The worst thing about emergency care is not the waiting, but the aftercare | Letters

Adrian Chiles’ experience (what I learned from a freezing night in the emergency room with my father, January 31) is unfortunately the norm. Because I work as a pharmacist in a general practice and a close family member also had a stroke last year, I see this from both sides and completely agree with him that the problems start after discharge.

Despite all the chaos that occurs during an emergency visit to the hospital, the system works and patients are helped, albeit slowly. The problem lies in the disconnected IT systems between the hospital and the GP, or even between different hospitals, and patients’ lack of understanding about this. It’s not unreasonable to assume that all your relevant information has landed neatly in your doctor’s inbox and someone will call or stop by. Unfortunately, this is often not the case; hospital discharge summaries can be late or incomplete and sometimes do not show up at all. Some are still handwritten.

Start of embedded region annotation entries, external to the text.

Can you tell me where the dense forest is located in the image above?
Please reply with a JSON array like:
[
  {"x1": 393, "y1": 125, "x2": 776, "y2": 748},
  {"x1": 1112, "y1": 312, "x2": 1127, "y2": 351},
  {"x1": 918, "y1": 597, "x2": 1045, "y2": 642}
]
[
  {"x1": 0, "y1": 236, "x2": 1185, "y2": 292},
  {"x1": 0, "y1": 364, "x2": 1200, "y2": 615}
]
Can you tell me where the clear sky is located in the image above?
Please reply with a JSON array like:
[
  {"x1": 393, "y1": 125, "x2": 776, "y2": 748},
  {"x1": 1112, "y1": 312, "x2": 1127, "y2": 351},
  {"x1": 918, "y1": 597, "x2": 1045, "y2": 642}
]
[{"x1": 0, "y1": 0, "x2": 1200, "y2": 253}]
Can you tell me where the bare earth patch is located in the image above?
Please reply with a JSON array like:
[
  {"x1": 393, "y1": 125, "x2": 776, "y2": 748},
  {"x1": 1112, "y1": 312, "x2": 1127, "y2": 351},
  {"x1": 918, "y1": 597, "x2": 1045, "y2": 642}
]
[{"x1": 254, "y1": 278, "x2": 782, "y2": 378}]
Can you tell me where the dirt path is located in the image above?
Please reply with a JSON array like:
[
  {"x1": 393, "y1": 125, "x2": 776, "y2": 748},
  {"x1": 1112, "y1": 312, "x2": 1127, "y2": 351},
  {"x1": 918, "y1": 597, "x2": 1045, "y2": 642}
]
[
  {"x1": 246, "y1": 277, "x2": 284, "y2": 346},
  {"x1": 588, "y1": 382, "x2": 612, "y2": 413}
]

Important information such as scans or blood test results will not be accessible if the hospital the patient is visiting is in a different region. This often means that expensive tests are unnecessarily repeated. I often speak with patients whose follow-up has been delayed, or whose medications have not been updated because they expected someone to contact them.
Liz Brooke
Bewdley, Worcestershire

I’m with Adrian Chiles – why doesn’t the NHS use emails? My sister received two letters from the hospital on the same day, one asking for an appointment (two weeks earlier) and the other asking why she hadn’t been there. A friend was discharged from hospital after a hysterectomy and prescribed morphine, but the community nurses would not give it because they had not been informed. Both problems would have been solved by the use of emails. I’m getting texts from the NHS. Why no emails?